Its a Romanian WASR-10. Im not big into the tactical stuff on it so I generally dont add any value to it. Plus that scope mount sits so high a good cheek weld is impossible, heck even a chin weld would be tough.

The WASR-10 is a bit sloppy in finish, but I personally have a soft spot for Romanian rifles, they really are dern good guns. Unlike the first Romanians that were imported to the US, the WASR-10 has a receiver made specifically for export. It works the same but visually its a bit different.
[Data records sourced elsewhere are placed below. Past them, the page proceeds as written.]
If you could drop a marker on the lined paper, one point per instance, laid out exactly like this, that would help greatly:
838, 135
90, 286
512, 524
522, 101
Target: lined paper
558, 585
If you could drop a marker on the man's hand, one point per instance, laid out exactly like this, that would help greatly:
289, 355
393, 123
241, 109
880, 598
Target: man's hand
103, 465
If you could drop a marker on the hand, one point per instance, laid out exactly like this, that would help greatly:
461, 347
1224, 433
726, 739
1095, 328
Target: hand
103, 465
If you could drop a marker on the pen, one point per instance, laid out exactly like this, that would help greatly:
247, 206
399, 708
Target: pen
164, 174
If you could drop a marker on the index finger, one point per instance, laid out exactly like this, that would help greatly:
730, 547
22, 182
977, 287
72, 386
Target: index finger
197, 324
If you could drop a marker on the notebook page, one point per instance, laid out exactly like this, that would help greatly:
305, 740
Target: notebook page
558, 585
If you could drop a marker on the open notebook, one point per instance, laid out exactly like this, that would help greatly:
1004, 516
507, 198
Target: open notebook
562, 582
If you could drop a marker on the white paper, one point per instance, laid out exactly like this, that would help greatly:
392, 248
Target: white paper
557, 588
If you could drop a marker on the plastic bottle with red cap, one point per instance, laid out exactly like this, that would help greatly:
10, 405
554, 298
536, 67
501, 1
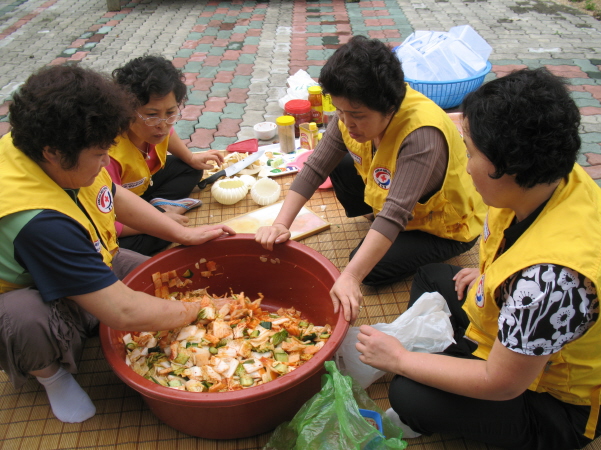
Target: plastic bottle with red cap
301, 111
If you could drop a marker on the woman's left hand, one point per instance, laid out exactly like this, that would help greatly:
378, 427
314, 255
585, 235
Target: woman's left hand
199, 160
379, 350
346, 293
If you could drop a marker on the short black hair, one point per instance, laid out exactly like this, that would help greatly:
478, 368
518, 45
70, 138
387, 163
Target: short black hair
365, 71
526, 124
68, 109
151, 76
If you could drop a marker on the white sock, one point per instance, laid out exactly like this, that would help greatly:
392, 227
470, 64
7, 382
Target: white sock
408, 433
68, 400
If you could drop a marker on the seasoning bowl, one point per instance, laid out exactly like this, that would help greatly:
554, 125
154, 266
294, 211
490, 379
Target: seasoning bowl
290, 275
265, 130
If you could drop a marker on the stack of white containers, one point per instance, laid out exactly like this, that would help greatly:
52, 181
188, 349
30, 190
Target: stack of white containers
443, 56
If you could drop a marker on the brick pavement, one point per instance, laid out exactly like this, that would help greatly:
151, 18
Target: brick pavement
237, 55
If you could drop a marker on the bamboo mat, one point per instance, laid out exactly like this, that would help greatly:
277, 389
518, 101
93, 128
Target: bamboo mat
123, 421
Adam I will swing by in a bit to grab my wifes purse.


----------



## shootnstarz (May 4, 2011)

Which one of these has the single stack mag? I thought the WASR was it.

Rick


----------



## TheRoguePirate (Nov 3, 2011)

i love what you did to it. if i had something to trade you wanted let me know??!!!


----------



## sniperpeeps (Mar 5, 2011)

TheRoguePirate said:


> i love what you did to it. if i had something to trade you wanted let me know??!!!
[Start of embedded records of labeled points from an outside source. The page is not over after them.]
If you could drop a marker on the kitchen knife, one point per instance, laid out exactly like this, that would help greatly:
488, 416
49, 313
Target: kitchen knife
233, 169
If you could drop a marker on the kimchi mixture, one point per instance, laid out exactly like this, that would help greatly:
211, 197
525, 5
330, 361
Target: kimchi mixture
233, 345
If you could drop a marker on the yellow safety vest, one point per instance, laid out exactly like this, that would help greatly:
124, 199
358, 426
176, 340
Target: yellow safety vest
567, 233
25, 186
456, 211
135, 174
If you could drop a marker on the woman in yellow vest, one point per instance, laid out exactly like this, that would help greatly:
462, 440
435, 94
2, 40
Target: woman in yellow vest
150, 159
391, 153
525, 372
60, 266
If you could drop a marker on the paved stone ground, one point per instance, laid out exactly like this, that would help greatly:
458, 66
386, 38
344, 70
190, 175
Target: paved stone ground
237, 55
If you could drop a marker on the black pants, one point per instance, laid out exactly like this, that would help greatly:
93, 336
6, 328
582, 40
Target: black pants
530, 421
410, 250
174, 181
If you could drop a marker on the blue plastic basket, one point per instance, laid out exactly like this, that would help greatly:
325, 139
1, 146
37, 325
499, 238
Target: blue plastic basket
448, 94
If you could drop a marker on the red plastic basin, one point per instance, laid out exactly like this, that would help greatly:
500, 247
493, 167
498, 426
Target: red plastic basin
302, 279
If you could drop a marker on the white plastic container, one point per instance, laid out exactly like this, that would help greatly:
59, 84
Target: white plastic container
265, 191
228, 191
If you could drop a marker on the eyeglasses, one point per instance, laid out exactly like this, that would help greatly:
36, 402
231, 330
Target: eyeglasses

I just picked it up in a trade actually, I just put it in the FS section

http://www.pensacolafishingforum.com/f68/wts-ak-47-w-mods-mags-ammo-127747/#post976588


----------



## TheRoguePirate (Nov 3, 2011)

sorry amigo, but promised the old lady that i would not buy any more guns or fishing gear till after the wedding in october. but i am allowed to free trade! good luck selling


----------



## sniperpeeps (Mar 5, 2011)

I hear you I got this in a trade from something else I got in a trade....the wife wants a pontoon boat so trying to free up some cash.


----------



## TraderDan (Jul 25, 2009)

*WoW That's Nice*



TheRoguePirate said:


> sorry amigo, but promised the old lady that i would not buy any more guns or fishing gear till after the wedding in october. but i am allowed to free trade! good luck selling


 WoW that is really Nice of you, your gonna make a graet husband!
hey just pickin" I just bought a very similar, romanian AK Variant for 400.00, hoppin that I got a deal its was in great cond. STG200 made in romania


----------



## kendive (Sep 9, 2008)

shootnstarz said:


> Which one of these has the single stack mag? I thought the WASR was it.
> 
> Rick


Can't remember that one but they are out there...


----------



## skullworks (Oct 2, 2007)

The original WASR AKs were single stack rifles I believe.


----------



## Crashcrew (Apr 15, 2012)

The WASR is a fun gun to shoot. Very accurate at 100 yds. I would never depart with mine. And ammo is cheap


----------